My daughter posted the following blog today (www.morethanalogo.blogspot.com) that I thought I’d share with you as there is a common theme that aligns with my blog site’s purpose.
Lately athletic shoe companies like Sketchers, Reebok, etc. have come out with a style of athletic/walking shoe they claim will become toned simply by walking around in their product. As I’ve often said, exercise requires effort and it’s disingenuous for these and any vendor to market to the public otherwise. There’s no such thing as the “7-Minute Ab Workout”, the ”3-Minute Bow Flex workout”, the 12-Exercises in “10-Minutes Workout” etc, etc that will sufficiently elevate your heart rate and provide the necessary training effect for overall good health. At best, these new fad shoes may assist in improving posture, but that's as far as it goes. That said, my wife owns a pair of these shoes and she loves the comfort they offer, but make no mistake, her good shape comes from riding her bike 100's of km's each week.
Most North Americans despise the very thought of regular exercise, so these vendors are marketing a short cut solution that appeals to the lazy nature inherent in most people. Don’t be surprised that you'll never look like their models they feature simply by wearing a pair of Sketchers. These models hit the gym, or participate in some other form of regular exercise to look as great as they do. We don’t call it a “Work-Out” for nothing. Good health requires work, and as the Nike ad above says, “The Ultimate Quick Fix ... These Shoes Work, If You Do”.
Enjoy the Ride …. Rob
Having just finished my afternoon run, I came across Nike's new ad for the Nike Trainer One, which read "This shoe works if you do." My first thought after reading it, "Brilliant!"
Today, BrandWeek wrote about this ad and its retaliation to the popular toning shoes introduced by companies like Sketchers and Reebok. These toning shoes have generated considerable increases in revenue for these organizations, and the article suggests that Nike missed the boat and should have created a toning shoe to meet women's needs, and the ad was in defence of them not creating one of these shoes.
Well, I couldn't disagree with this more. Sure, maybe Nike missed the "opportunity" to create a toning shoe, but, if this is true, I would consider it a blessing in disguise. If Nike had created a toning shoe, an athletic shoe designed to make working out "easy", it would have gone against Nike's core brand philosophy of Authentic Athletic Performance. There is no authentic athletic performance in trying to get in shape without sweating.

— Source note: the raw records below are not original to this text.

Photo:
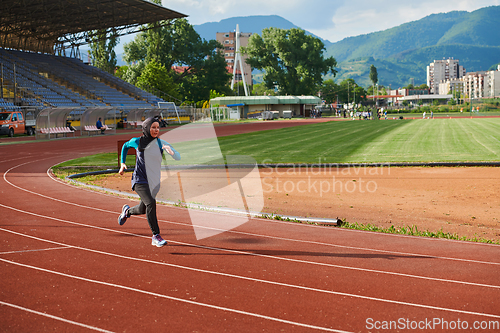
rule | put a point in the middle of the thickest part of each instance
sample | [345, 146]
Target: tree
[329, 91]
[292, 60]
[373, 74]
[260, 89]
[201, 65]
[102, 49]
[350, 92]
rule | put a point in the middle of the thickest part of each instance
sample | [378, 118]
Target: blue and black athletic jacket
[139, 176]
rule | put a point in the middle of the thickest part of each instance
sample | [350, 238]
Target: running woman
[140, 184]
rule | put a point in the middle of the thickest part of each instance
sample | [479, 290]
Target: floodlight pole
[237, 59]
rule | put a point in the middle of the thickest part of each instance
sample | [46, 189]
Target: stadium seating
[54, 81]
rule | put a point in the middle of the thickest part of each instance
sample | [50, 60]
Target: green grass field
[436, 140]
[370, 141]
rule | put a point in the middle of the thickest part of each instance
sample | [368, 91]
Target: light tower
[237, 59]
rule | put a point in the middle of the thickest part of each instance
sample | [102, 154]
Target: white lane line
[145, 292]
[255, 279]
[259, 235]
[37, 250]
[54, 317]
[258, 254]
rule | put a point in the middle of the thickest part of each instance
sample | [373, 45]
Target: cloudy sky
[330, 19]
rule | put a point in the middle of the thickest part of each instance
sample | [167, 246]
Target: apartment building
[450, 86]
[473, 84]
[493, 83]
[443, 70]
[228, 40]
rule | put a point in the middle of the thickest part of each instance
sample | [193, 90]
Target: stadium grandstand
[36, 36]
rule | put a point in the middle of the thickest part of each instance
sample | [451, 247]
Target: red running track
[67, 266]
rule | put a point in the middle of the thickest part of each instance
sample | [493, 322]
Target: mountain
[254, 24]
[404, 52]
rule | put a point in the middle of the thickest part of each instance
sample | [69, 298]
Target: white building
[442, 70]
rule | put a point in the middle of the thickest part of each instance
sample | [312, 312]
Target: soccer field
[430, 140]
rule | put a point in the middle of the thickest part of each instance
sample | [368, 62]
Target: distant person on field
[100, 126]
[140, 184]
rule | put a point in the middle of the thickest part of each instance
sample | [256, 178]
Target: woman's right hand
[123, 167]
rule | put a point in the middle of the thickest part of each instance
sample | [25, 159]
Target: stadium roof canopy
[47, 25]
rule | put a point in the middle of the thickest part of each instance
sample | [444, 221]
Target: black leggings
[146, 206]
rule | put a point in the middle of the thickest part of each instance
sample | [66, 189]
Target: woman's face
[154, 129]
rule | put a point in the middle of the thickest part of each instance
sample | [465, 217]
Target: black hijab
[146, 137]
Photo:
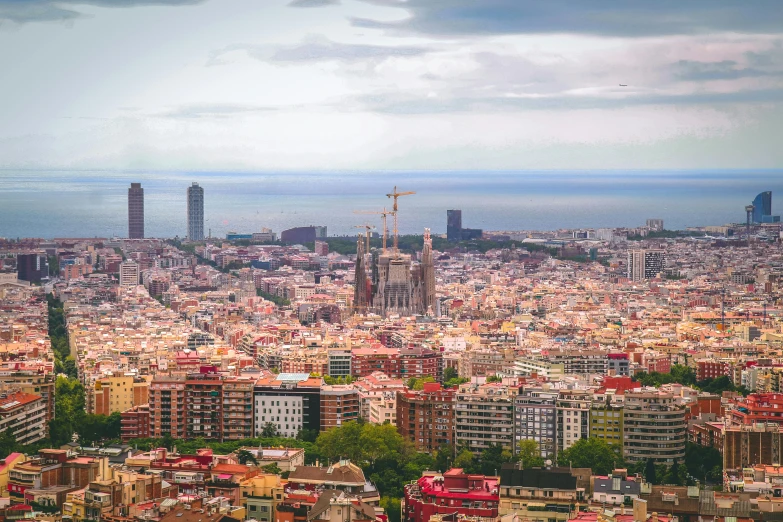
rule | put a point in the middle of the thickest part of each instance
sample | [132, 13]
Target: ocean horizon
[89, 203]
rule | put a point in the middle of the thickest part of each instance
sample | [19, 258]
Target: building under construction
[394, 283]
[745, 446]
[389, 282]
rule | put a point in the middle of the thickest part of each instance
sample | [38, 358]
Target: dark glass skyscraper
[136, 211]
[453, 225]
[763, 206]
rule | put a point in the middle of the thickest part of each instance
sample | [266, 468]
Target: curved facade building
[654, 427]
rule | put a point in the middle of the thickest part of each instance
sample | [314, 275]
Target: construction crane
[383, 215]
[368, 227]
[396, 195]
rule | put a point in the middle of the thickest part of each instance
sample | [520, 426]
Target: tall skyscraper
[762, 206]
[31, 267]
[136, 211]
[428, 274]
[645, 264]
[762, 209]
[195, 212]
[453, 225]
[129, 273]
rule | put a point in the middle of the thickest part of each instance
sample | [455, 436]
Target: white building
[645, 264]
[129, 273]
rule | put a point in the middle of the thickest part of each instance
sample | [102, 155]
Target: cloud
[633, 18]
[216, 110]
[319, 49]
[25, 11]
[313, 3]
[403, 104]
[688, 70]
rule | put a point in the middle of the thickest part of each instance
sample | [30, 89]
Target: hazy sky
[391, 84]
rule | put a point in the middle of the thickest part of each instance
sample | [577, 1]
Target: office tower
[762, 206]
[31, 267]
[655, 224]
[762, 209]
[129, 273]
[195, 212]
[645, 264]
[453, 225]
[136, 211]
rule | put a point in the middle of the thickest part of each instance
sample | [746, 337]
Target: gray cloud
[688, 70]
[313, 3]
[631, 18]
[218, 110]
[319, 49]
[396, 103]
[24, 11]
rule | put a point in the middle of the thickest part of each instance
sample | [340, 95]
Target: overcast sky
[391, 84]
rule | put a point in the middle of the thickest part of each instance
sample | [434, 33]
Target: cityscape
[475, 374]
[391, 261]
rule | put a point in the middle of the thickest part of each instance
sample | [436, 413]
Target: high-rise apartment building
[426, 417]
[655, 225]
[654, 428]
[645, 264]
[453, 225]
[289, 401]
[167, 406]
[339, 404]
[31, 267]
[573, 416]
[195, 212]
[484, 416]
[136, 211]
[535, 417]
[129, 273]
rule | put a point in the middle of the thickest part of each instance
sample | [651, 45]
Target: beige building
[116, 393]
[260, 496]
[654, 427]
[484, 415]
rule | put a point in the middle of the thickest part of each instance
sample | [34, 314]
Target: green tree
[450, 373]
[418, 384]
[529, 454]
[269, 431]
[244, 457]
[392, 507]
[492, 459]
[464, 459]
[592, 453]
[443, 458]
[8, 444]
[272, 468]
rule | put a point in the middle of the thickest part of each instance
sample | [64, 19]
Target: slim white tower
[195, 212]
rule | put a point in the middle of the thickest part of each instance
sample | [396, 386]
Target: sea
[69, 203]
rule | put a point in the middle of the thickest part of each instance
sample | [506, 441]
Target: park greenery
[279, 301]
[685, 375]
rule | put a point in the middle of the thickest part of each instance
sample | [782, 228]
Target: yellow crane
[396, 195]
[368, 227]
[383, 215]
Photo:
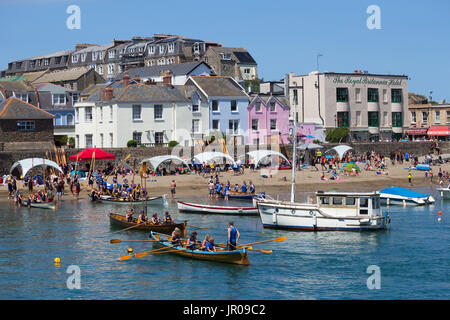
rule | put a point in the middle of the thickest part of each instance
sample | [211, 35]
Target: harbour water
[413, 257]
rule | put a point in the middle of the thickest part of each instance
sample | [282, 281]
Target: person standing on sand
[173, 185]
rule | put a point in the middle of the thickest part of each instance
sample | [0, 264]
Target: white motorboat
[332, 211]
[445, 192]
[403, 196]
[202, 208]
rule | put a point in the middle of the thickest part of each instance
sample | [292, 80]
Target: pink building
[268, 116]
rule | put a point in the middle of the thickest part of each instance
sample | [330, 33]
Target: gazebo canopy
[309, 146]
[258, 155]
[89, 153]
[158, 160]
[340, 150]
[209, 156]
[29, 163]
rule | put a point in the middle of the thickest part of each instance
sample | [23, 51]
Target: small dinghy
[202, 208]
[403, 196]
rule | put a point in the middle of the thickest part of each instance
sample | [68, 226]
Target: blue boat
[403, 196]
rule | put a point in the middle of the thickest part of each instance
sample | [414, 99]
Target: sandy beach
[307, 180]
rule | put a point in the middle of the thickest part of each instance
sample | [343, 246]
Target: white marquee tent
[158, 160]
[340, 150]
[29, 163]
[258, 155]
[210, 156]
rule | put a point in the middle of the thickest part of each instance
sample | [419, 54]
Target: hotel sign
[366, 80]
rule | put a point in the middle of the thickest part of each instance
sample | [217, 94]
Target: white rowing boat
[202, 208]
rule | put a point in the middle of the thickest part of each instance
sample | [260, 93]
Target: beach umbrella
[87, 154]
[348, 167]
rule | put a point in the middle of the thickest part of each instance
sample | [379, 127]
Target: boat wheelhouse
[332, 211]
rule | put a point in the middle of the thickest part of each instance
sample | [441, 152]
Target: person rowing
[192, 241]
[176, 237]
[210, 247]
[167, 218]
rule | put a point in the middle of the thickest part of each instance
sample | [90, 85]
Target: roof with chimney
[141, 93]
[215, 86]
[240, 55]
[156, 71]
[14, 108]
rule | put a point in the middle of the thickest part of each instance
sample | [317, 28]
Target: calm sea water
[413, 257]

Nike is about striving for excellence; being the best; going out there and Just Doing It! I mean look at this recent ad for the Write The Future campaign - there is nothing in this alluding to making athleticism easy:
It would be completely backwards for Nike to create an athletic shoe for people trying to avoid "Just Doing It".
However, the toning shoes make perfect sense for Reebok, who is repositioning itself as the sports brand that makes sport fun and approachable for everyone. But Nike is about being competitive, willing to go through the hurt and be the best. Walking around to tone doesn't fit the mold.
It's no wonder Nike is the market leader. In my mind, they are crystal clear on who they are, and they are willing to make the appropriate trade-offs to maintain their brand philosophy.
Just like the ad suggests, the quick fix is sticking to the fundamentals - in the case of branding, the fundamentals are your philosophy!